Re: Virama based model - a note

From: N. Ganesan (
Date: Mon May 16 2005 - 14:09:08 CDT

  • Next message: Kenneth Whistler: "Re: Corrections to Glagolitic"

    P. Verdy wrote:
    >I fully agree with your analysis. And it confirms what I can also criticize
    >in the current proposal for encoding Javanese (which is also based on the
    >false assumption that the inherent vowel of Javanese letters is 'a', when in
    >fact some consonnants are instead using an inherent 'e' vowel, notably 're'
    >and 'le'.

    Is this not covered in R. Ishida's tech note, UTN #10?
    Page 3 mentions "The inherent vowel can vary
    in pronunciation from script to script, and examples
    include "U+0259" "U+028C", "U+0254" ".

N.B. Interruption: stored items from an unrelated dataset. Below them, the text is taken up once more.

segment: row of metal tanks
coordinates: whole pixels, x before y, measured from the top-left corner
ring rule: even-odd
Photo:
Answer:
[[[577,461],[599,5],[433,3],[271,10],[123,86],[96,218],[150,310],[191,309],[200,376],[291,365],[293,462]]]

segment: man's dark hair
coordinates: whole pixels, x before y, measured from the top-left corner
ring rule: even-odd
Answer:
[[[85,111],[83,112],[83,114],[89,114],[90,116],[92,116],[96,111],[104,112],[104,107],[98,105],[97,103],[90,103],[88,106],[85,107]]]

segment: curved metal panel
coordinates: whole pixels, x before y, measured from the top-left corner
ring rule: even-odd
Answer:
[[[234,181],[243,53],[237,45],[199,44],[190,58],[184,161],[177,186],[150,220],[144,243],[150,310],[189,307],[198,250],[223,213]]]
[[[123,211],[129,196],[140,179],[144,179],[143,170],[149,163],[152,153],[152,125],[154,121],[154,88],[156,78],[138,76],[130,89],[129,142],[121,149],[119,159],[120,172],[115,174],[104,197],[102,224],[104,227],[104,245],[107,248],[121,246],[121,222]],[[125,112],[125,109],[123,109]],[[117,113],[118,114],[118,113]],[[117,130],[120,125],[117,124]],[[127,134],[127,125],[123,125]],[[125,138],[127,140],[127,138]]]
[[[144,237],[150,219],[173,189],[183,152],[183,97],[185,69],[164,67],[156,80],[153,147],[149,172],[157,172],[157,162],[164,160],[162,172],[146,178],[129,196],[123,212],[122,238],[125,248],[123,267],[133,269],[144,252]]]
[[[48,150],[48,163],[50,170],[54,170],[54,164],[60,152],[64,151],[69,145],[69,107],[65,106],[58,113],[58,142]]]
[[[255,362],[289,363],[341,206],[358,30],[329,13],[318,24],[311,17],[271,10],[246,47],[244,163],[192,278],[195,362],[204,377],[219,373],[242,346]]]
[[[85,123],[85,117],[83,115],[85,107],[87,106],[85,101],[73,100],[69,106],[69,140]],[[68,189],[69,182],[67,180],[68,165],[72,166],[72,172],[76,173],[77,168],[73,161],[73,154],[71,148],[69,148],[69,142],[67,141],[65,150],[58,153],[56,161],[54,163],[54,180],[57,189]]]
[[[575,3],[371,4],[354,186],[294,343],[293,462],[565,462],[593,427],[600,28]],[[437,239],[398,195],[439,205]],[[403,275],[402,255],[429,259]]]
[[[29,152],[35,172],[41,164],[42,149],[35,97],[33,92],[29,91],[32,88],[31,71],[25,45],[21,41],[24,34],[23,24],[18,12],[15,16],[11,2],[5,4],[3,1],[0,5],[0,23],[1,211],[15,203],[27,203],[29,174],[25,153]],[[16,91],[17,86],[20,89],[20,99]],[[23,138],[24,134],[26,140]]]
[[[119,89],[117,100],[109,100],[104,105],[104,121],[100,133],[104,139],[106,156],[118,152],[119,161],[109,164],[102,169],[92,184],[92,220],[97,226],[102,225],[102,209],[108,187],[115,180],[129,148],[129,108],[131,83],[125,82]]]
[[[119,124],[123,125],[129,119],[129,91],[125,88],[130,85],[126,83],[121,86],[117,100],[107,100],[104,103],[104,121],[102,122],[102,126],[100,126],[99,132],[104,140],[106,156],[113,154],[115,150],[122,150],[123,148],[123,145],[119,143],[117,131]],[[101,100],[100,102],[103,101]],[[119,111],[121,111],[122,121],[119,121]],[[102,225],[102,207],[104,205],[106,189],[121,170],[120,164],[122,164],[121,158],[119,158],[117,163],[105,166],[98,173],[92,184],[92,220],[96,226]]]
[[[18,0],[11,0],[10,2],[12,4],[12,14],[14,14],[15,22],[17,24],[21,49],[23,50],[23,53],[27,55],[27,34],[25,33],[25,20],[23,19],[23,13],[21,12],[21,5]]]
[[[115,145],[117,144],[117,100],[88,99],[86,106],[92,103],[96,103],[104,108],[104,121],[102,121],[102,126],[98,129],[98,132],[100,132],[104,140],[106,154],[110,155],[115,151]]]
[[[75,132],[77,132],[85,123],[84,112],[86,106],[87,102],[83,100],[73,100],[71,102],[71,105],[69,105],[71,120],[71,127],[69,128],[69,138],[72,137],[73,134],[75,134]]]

    Perhaps, in the Javanese script description in the standard, more
    vowels taken out by virama can be recorded.

    >This affects the Virama-based model, which considers that it is used mostly
    >to mark the absence of a vowel in the previous consonnant, when in fact it
    >is a *leading* modifier to create the conjunct form of the *following*
    >combining consonnant (which stil keeps its inherent vowel, 'a' or 'e', and
    >to which the medial vowel signs apply).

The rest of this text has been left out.